Ulisses H. answered • 10/11/15
Tutor
4.9
(75)
Engineer by day, looking to help students whenever possible.
Linear approximation works like this: we know the value of a function at a particular value of a variable and we are going to use it to approximate the value of that same function when the variable takes on a different number (provided the numbers are not too far apart)
To really derive the linearization of an equation, you need to be familiar with Taylor Series. If you are, then linearization is just the first-order Taylor expansion of the function about a particular point.
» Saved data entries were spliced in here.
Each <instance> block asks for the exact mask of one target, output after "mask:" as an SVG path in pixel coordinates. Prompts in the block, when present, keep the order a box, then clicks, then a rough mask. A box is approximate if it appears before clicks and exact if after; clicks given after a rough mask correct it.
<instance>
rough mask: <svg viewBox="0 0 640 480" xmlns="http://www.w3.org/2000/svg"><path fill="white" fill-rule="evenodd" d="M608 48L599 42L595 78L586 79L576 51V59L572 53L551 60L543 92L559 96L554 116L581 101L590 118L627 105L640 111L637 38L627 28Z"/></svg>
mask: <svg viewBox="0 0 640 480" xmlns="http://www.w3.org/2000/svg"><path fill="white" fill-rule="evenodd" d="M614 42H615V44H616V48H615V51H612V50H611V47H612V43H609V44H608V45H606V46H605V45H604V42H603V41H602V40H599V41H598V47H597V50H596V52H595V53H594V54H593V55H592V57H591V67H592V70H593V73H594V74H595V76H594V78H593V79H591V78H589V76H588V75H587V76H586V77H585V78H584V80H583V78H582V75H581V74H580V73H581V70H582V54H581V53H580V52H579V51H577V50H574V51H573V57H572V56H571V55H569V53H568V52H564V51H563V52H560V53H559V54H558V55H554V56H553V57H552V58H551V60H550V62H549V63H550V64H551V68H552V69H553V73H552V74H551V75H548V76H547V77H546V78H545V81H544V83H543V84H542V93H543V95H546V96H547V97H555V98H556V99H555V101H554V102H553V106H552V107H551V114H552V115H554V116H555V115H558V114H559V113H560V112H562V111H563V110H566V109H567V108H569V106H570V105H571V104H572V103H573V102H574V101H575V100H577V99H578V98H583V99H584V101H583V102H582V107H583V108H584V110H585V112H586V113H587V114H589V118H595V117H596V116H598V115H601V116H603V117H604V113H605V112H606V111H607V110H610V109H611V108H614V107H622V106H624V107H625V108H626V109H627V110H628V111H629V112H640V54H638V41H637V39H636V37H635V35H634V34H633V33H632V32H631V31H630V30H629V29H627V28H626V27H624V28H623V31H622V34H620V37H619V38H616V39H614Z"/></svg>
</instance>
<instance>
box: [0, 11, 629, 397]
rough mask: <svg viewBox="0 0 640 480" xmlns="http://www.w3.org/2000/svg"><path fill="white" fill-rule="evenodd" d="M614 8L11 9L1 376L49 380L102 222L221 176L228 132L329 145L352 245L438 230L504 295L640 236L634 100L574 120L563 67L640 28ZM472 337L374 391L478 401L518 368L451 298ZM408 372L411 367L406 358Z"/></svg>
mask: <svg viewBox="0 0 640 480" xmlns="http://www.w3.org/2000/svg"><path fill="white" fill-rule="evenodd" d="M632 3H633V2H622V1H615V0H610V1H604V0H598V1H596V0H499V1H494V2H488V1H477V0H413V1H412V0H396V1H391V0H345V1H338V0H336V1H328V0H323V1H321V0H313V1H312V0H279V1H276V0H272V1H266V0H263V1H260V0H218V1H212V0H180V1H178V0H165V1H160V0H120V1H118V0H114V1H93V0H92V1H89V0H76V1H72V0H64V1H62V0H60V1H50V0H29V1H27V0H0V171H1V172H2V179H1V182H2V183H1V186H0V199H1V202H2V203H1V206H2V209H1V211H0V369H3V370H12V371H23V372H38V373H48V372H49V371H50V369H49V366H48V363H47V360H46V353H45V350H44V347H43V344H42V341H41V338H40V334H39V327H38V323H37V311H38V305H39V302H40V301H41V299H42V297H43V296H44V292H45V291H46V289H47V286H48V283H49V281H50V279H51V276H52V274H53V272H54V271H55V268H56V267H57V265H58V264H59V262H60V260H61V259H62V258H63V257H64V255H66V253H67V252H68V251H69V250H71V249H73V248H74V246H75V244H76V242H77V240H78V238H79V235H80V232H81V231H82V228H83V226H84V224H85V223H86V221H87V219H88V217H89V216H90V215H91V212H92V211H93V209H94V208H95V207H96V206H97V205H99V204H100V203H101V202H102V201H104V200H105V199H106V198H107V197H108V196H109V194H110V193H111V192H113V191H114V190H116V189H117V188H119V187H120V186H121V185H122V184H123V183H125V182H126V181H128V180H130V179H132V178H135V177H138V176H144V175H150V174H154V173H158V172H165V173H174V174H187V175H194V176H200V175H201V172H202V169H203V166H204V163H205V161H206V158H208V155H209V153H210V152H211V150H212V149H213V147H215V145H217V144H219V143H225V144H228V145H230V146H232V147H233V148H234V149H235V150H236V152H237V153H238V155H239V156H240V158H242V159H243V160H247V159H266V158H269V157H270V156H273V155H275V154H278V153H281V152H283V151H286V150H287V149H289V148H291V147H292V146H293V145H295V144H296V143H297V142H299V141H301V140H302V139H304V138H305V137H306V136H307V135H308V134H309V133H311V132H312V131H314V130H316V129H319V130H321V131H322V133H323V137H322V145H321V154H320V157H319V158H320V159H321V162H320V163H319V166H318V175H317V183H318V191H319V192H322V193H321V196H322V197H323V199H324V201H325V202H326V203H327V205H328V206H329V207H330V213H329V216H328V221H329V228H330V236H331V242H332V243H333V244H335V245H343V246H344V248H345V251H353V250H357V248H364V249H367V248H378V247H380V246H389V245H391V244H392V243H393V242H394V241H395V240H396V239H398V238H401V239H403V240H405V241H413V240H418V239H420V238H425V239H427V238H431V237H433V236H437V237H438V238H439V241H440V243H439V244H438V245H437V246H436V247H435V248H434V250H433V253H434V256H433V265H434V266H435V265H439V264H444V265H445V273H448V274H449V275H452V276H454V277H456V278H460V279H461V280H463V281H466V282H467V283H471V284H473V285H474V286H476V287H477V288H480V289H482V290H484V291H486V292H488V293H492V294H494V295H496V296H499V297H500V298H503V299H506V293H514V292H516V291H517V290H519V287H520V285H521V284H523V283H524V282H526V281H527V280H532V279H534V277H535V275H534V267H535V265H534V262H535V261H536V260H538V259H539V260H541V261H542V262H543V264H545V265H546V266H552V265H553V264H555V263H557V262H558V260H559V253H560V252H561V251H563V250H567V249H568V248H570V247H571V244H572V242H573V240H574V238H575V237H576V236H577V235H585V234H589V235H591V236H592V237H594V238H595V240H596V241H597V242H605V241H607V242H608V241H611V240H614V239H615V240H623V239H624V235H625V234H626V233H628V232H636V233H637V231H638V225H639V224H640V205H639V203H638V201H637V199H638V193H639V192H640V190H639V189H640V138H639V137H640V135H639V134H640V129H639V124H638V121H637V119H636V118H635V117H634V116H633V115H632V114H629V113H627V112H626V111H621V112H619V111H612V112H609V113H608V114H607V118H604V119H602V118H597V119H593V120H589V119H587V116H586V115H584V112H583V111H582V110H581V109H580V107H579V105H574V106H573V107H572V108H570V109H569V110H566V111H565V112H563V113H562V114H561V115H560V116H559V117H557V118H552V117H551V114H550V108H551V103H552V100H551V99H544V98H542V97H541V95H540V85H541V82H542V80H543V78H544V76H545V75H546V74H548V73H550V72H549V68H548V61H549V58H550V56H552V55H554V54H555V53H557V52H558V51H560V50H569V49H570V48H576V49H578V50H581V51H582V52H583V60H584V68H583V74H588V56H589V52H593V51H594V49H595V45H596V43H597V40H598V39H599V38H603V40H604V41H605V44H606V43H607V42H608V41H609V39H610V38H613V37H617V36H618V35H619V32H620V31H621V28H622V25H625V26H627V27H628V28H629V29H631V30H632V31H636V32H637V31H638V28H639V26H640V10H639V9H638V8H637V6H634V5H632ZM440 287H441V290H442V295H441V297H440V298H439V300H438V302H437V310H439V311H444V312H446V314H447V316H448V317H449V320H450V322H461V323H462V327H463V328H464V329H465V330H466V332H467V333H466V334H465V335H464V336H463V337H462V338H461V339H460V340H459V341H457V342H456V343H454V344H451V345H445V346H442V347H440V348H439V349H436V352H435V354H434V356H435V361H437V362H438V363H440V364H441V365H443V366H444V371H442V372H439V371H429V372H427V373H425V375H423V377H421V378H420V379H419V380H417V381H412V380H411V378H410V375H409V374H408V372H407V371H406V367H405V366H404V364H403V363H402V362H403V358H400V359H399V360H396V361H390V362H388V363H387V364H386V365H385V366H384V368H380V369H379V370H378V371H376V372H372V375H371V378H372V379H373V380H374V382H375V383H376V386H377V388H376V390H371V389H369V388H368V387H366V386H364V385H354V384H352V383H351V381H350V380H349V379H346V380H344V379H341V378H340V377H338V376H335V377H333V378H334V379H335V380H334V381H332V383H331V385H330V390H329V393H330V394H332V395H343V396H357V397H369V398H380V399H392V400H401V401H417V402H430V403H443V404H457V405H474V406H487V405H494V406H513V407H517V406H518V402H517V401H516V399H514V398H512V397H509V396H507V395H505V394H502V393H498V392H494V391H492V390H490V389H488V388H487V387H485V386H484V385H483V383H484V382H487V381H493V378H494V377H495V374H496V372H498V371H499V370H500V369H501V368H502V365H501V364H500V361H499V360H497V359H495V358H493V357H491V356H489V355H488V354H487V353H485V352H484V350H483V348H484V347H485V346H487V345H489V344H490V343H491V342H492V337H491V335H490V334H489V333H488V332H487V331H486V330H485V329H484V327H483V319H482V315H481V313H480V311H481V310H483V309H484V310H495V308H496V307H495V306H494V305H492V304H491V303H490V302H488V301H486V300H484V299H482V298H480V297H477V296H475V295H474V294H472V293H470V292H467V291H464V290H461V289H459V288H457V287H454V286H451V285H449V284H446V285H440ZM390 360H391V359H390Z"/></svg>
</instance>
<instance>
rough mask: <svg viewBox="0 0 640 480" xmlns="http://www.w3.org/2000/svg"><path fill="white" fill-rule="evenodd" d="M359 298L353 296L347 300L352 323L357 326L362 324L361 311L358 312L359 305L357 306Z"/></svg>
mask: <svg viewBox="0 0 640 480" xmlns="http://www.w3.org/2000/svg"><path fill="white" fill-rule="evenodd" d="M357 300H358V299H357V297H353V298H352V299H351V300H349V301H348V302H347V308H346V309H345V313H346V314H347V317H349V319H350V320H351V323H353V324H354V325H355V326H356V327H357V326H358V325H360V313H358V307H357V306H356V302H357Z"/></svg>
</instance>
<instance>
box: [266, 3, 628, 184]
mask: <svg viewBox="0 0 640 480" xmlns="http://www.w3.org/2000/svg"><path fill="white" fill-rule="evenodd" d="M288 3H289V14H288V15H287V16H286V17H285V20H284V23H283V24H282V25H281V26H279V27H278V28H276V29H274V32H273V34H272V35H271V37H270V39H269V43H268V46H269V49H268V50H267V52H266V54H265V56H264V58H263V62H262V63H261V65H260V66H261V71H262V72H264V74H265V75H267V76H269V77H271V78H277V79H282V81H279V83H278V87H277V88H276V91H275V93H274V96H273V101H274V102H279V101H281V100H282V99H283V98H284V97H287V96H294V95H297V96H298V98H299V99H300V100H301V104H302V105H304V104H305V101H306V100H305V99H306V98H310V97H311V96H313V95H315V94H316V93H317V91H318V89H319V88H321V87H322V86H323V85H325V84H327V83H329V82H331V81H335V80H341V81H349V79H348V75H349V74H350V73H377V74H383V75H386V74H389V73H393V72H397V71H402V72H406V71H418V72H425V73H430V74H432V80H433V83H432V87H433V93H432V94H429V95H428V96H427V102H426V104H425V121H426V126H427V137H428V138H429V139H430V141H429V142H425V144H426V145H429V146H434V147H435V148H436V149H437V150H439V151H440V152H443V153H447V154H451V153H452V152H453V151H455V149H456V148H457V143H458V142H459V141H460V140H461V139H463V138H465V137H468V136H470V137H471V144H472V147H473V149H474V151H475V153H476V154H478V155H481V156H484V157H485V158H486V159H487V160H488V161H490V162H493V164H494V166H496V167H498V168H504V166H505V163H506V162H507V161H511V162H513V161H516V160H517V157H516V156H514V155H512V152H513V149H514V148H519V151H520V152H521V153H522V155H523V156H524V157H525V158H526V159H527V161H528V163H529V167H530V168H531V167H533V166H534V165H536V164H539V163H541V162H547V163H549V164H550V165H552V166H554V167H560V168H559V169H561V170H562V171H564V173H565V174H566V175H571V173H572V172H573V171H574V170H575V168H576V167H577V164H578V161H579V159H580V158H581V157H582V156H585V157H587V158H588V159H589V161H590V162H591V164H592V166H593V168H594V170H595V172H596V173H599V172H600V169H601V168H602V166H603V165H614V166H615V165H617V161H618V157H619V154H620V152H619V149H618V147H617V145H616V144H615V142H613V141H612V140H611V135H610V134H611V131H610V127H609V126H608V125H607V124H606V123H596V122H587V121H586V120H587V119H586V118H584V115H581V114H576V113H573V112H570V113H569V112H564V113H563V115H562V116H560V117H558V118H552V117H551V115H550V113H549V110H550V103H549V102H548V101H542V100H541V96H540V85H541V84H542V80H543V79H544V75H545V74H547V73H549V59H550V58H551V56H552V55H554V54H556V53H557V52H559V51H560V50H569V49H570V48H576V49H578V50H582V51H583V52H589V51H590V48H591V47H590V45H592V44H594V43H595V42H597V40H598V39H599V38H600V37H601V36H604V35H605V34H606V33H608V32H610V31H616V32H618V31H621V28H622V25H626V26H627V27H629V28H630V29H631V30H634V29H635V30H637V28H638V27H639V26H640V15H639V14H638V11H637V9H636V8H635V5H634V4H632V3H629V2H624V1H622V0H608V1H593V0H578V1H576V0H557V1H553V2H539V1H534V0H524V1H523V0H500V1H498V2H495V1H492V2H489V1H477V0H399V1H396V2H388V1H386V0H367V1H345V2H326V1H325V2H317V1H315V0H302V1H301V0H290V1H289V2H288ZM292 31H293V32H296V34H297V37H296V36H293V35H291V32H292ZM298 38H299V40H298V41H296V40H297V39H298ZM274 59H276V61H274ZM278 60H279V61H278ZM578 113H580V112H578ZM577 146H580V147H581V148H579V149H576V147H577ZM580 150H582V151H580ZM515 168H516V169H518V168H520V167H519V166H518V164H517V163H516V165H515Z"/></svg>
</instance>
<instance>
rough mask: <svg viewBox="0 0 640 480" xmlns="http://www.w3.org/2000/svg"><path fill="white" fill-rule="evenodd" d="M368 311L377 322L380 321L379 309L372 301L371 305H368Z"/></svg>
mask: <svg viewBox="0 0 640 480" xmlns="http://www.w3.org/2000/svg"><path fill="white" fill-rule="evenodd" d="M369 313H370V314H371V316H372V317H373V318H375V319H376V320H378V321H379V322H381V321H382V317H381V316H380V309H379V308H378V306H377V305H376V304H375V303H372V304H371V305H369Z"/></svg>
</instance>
If you are not, then no worries, I give you the equation below:
y(x) = y(a) + y'(a)*(x - a), where you
1) know what a is (it looks like in your problem your instructor lets you pick an "a" value that you want--remember that it has to be close to the x value you are going to be approximating for!)
2) know what y(a) is
3) know y'(a) --Note that this is to be interpreted as "the derivative of the function evaluated at x=a" so if y = x2 and a = 5, then y'(x) = 2x and thus y'(a) = 10
Having established that, let's begin:
For your case, we need an "a" value. Well, let's not make it too difficult on ourselves and recognize that from trig cos(30) = √3/2 (√ = square root). This works perfect since we now know y(a) and 30 is not too far from 29.
Using our linearization equation, then cos(29) = cos(30) - sin(30)*(29 - 30) = √3/2 - 1/2(-1) = √3/2 + 1/2
Now you can plug this in your calculator to get 1.366
If you type cos(29) into your calculator, you will get 0.8746
Now, you may be wondering if something went wrong. The answer is no. So what happened then? The cosine function is nonlinear and we used a linear equation to approximate it! That will not work!
Now this isn't to say that linearization is not good. It will give you better and better results if you had taken a number that was much closer to 29 for "a" like 29.0001. This would work well, BUT it's pretty hard to do that without a calculator, so it's a safe bet that your teacher wanted to show you the dangers of using linear approximations of nonlinear equations when you are working with an "a" value that is not very close to the value of x that you want to get the approximation at.
-Hope this helps!